"You pray for the hungry. And then you feed them. This is how prayers work" —Pope Francis.
None grasped this maxim of life than Francis even in his rarefied position of papacy. His cleansing of feet and gentle kisses are the ones that we will metaphorically reminisce with nostalgia in the distant future.

You needn't be a Catholic, Muslim, or an atheist to bow down and gently kiss the feet of another adult to prove your empathy. It's a gesture you can flash at a bare minimum of being human.
He knew in all his sermonised actions living for others is the nature of life, a way of interbeing just like trees bursting to fruition or flowers scenting their fragrance, not for themselves, but for us without conditions.
Francis may have been far from perfect in his own way and his own actions but in a world that incessantly boasts of power and wanting to accumulate more, with age-old problems, and in short supply of empathy, hospitality, tolerance, diversity, and no longer hides her fascism, he was rightly the placed bet to heal the maddening world.
With a heart of gold, Francis travelled to places other popes rarely set their foots. He took his compassionate care to refugee camps, flashed ready-made smile to prisoners, comforted war zone victims, remembered slum dwellers. By choosing a modest 2-bedroom apartment, washing the feet of 12 prisoners, Muslims and immigrants, driving a 1984 Renault, Francis light the way.
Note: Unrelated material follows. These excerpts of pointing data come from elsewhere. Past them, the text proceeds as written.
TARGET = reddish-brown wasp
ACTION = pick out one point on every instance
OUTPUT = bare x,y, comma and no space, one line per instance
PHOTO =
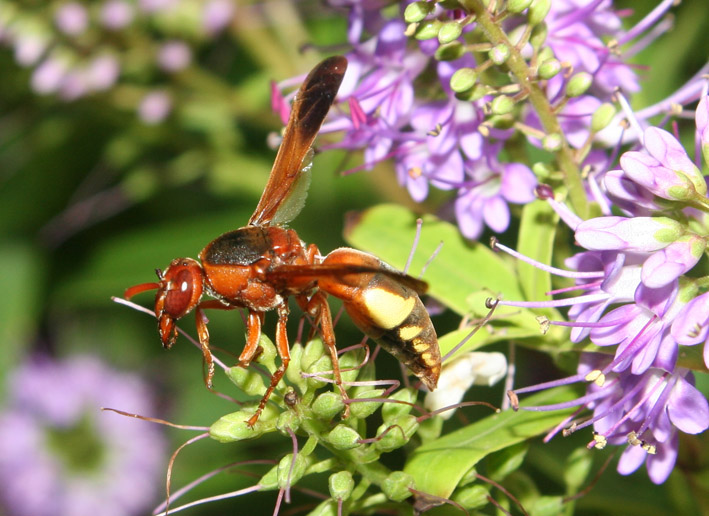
259,266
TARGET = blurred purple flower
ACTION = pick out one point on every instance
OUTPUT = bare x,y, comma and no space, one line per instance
154,107
28,47
577,32
217,15
48,76
72,18
152,6
102,72
174,56
60,455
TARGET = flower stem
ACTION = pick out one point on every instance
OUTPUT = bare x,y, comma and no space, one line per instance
518,67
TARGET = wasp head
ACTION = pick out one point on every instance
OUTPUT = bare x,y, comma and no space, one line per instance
179,291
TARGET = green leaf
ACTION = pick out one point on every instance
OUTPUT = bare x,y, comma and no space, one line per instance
21,283
536,240
460,269
438,466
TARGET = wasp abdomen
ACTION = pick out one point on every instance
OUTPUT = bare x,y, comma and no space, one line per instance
388,312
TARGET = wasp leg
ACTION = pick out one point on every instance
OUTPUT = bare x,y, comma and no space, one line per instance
203,333
283,352
319,309
253,337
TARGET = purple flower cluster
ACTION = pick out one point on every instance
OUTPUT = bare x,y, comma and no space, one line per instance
637,298
61,455
75,51
452,139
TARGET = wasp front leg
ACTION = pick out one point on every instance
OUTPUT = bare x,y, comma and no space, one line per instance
283,352
318,307
203,334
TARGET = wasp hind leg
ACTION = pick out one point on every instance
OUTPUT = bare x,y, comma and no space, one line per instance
318,307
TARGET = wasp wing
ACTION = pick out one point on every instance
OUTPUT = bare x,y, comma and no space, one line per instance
314,271
285,192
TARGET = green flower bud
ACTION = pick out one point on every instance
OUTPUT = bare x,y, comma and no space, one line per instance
293,372
397,484
428,29
326,508
396,433
233,427
341,485
541,170
552,142
463,80
288,420
430,429
449,31
270,479
502,105
517,6
602,117
312,352
538,36
290,471
417,11
391,411
327,405
322,365
501,121
248,380
363,409
450,51
344,437
538,10
545,54
472,497
578,84
549,68
499,54
351,360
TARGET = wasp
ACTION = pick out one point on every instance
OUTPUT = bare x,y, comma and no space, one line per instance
260,266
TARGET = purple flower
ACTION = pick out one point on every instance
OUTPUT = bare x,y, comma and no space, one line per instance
61,455
702,121
102,72
493,186
577,30
153,6
48,76
691,326
217,14
646,412
638,234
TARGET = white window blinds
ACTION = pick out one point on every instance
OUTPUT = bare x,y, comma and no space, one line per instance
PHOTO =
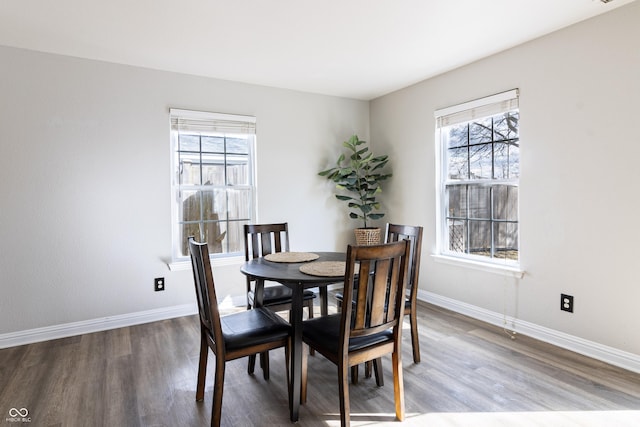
203,122
484,107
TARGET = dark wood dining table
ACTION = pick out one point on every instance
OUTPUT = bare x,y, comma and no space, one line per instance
289,275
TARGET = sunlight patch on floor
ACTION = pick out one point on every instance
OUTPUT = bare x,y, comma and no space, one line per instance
499,419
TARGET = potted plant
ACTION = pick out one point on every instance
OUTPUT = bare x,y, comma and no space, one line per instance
358,180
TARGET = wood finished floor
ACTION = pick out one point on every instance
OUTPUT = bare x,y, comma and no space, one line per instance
472,374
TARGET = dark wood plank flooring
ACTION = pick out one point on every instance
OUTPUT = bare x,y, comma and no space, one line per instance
472,374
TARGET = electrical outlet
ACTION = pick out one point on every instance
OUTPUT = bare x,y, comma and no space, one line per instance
566,303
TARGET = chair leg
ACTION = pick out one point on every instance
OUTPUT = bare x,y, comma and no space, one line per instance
343,385
398,384
264,364
218,387
303,382
252,364
354,374
414,336
310,309
287,362
377,369
202,368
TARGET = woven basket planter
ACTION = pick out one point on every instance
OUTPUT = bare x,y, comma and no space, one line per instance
367,236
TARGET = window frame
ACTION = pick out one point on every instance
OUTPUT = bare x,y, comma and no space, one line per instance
219,125
455,115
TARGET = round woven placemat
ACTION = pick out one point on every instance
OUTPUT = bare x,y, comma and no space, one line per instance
291,256
324,268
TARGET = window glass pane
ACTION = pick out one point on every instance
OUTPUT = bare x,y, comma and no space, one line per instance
239,203
457,235
505,202
238,170
480,131
480,238
189,169
457,200
456,136
213,144
235,237
481,214
480,161
479,202
458,163
238,144
187,142
506,161
190,206
214,235
214,205
506,240
213,169
213,182
505,126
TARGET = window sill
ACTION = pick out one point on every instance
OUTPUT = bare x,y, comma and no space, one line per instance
215,262
504,270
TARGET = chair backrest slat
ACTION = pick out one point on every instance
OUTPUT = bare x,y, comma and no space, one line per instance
264,239
380,283
206,291
397,232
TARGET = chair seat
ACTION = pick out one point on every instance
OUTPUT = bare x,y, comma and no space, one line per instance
253,327
325,332
279,294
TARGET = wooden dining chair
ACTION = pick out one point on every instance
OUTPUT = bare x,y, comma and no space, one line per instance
232,336
261,240
370,327
394,233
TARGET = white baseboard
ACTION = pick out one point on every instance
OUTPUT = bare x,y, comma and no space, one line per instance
592,349
94,325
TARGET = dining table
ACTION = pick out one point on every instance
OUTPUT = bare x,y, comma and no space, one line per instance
322,269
As his age-old memories resurrect and accolades pour enmase, Francis showed that those who stand tall should be the ones to bend to grant comfort to those who can't barely stand on their own.
Buriani Francis
Beautifully thought and said, Edwin. He didn't just sermonize, he lived the example. He will be missed, especially in times of increasing heavy-handed authoritarianism in the USA and elsewhere. His humbleness and gentleness was an antidote to the heartlessness and cruelty that some are showing.